Dear Bro. Hufham:–Having been a soldier nearly three years and having had some experience as a minister of the gospel, I am prepared to understand and appreciate the spiritual wants of the soldiers; and I wish to say a few things in their behalf.
In the first place, I would call attention of our friends at home to the necessity of sending religious newspapers to the army in large quantities. I think I may say without boasting that most of the patriotism and valor of the country are in the army. This will be readily conceded. But the soldiers, as a class, are as intelligent as they are brave and patriotic. Many of them at home have good libraries and were reading men. It was a part of their daily avocations to study such works as increased their knowledge of God’s word and promoted personal piety. I need not say we are deprived of this privilege here. A Bible or Testament and a religious newspaper occasionally constitute our libraries. If we had more books we could not carry them, as we can hardly get transportation for a change of clothes on a long march. To many this will appear to be a small matter; but if they could once visit the camp with a package of tracts or a bundle of newspapers, they would soon learn how much mistaken they had been. These newspapers serve to relieve the tedium of the soldier’s life by filling his idle moments which would otherwise hang so heavily on his hands; keep alive in his heart the sense of personal accountability, which he is so strongly tempted to lose amid the dangers and trials incident to his position; and cheer and soothe his spirits like letters from home. We do not get the Recorder in sufficient quantities. Will not the friends of the paper and of the soldiers send it to us? They may also do good by increasing the number of copies of the N. C. Advocate and N. C. Presbyterian now sent to us.–We would not ask this but we are not able to subscribe for the paper for ourselves.–From the small pittance of eleven dollars, which we receive monthly, we have nothing to spare.

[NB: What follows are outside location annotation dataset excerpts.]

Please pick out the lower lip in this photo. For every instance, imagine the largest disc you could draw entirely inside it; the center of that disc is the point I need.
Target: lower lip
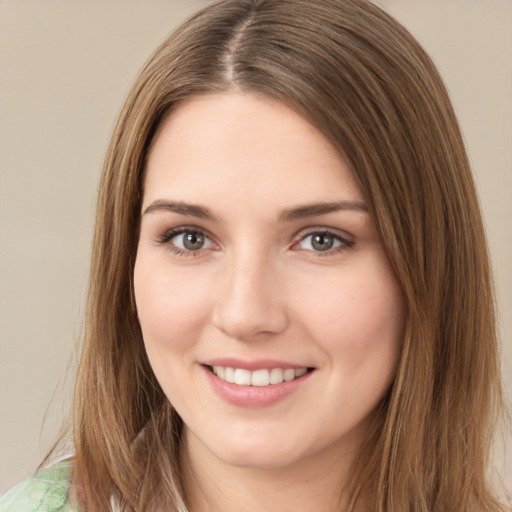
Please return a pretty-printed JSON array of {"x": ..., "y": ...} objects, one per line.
[{"x": 254, "y": 396}]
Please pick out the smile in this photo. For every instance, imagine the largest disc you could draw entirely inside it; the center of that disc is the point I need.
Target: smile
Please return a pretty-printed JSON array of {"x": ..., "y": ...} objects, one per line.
[{"x": 259, "y": 378}]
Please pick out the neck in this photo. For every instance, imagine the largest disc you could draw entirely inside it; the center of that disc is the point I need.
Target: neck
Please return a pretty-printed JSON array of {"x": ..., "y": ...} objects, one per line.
[{"x": 318, "y": 482}]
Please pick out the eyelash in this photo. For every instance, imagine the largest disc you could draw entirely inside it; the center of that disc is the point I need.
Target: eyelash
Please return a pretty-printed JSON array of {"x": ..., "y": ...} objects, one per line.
[{"x": 169, "y": 235}]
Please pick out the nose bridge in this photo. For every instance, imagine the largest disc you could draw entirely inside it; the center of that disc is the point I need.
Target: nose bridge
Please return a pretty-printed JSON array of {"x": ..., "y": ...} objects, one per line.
[{"x": 249, "y": 303}]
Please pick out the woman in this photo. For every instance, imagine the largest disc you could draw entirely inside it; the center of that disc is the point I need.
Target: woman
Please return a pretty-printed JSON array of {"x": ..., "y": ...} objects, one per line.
[{"x": 290, "y": 304}]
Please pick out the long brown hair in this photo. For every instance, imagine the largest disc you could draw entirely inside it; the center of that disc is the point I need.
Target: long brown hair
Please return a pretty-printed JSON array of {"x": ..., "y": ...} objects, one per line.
[{"x": 362, "y": 79}]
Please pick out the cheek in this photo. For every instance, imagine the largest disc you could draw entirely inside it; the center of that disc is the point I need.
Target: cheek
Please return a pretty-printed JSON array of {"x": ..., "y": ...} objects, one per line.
[
  {"x": 357, "y": 316},
  {"x": 169, "y": 305}
]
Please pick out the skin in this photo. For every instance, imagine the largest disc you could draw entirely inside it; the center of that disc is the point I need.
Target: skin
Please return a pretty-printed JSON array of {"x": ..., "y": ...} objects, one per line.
[{"x": 258, "y": 289}]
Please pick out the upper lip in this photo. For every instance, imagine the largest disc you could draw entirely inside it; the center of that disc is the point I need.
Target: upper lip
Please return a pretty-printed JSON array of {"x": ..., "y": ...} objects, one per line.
[{"x": 254, "y": 364}]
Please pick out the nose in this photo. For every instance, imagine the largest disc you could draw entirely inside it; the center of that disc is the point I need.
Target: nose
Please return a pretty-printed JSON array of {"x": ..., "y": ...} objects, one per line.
[{"x": 251, "y": 303}]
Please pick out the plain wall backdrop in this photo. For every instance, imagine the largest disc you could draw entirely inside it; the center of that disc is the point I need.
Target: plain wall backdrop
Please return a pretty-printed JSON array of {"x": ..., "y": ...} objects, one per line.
[{"x": 65, "y": 69}]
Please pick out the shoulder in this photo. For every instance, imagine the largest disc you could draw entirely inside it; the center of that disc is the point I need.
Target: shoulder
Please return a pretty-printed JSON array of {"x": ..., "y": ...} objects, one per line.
[{"x": 45, "y": 491}]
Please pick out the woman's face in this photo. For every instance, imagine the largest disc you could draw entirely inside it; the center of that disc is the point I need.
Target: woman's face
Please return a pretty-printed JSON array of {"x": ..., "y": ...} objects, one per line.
[{"x": 270, "y": 314}]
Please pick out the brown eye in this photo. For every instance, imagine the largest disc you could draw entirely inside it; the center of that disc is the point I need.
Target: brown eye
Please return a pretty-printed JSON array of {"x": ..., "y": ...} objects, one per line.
[
  {"x": 191, "y": 241},
  {"x": 322, "y": 242}
]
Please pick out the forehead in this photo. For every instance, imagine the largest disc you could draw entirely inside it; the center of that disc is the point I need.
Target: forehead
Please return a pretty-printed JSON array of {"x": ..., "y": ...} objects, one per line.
[{"x": 244, "y": 146}]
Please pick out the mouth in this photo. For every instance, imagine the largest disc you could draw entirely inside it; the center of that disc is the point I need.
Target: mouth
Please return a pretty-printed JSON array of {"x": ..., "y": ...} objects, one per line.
[{"x": 258, "y": 378}]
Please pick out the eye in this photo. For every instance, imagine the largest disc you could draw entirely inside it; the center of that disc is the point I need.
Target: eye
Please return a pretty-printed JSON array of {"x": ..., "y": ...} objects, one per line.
[
  {"x": 184, "y": 241},
  {"x": 323, "y": 242}
]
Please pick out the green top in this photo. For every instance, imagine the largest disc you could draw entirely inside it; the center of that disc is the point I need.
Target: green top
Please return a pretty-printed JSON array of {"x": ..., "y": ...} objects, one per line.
[{"x": 45, "y": 491}]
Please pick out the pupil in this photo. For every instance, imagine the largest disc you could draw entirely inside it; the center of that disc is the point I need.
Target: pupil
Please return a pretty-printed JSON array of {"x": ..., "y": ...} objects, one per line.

Come now, my friend, what say you? Speak quickly for we are anxious to hear from you.
But the soldiers need something else besides religious newspapers. Their souls are in want of the “bread of life.” North Carolina has about seventy regiments in the service; but they are not at all supplied with chaplains. Some have never had a chaplain. This too, when our denominational statistics furnish a list of more than four hundred Baptist ministers in N. C.; and when there are probably as many, or more, of other denominations. How astonishing the fact that every N. C. regiment is not furnished with an efficient chaplain? Have these ministers forgotten the teachings of the prophet, “Son of man, I have made thee a watchman unto the house of Israel; therefore hear the word at my mouth and give them warning from me. When I say unto the wicked, thou shalt truly die; and thou givest him not warning nor speakest to warn the wicked from his wicked way to save his life, the same wicked man shall die in his iniquity; but his blood will I require at thine hand.” O, what an awful responsibility rest on the ministers! Have they lost sight of the injunction of Christ, “Go ye into all the world and preach the gospel to every creature.” How un Christian their conduct! True, the chaplaincy does not offer a large salary; but if the soldier can serve his country for eleven dollars per month, surely the ministers can afford to come and preach to the soldiers for eighty dollars a month. But if this does not support them, they can easily get more by applying to the missionary boards of their respective denominations. Nor can it be said that the minister is not welcome in camp. On the contrary the soldiers crowd around him, like hungry children around their parent, crying for bread, and drink in his words as he unfolds to them the unsearchable riches of Christ. Nowhere else can he have such large congregations. Who will come? What is done must be quickly done; for the soldier is every hour in danger of death.
We are now in the line of battle near Strasburg and the spirit of the troops is as unbroken as at the beginning of the campaign. There has been little preaching in the army this summer; but wherever we have had it, it has been heard with attentive interest. Our chaplain preached twice last Sabbath, and at night give an opportunity for those who desired an interest in the prayers of christians to present themselves. Several came forward. If we could have regular services I do not doubt that a revival of religion would follow.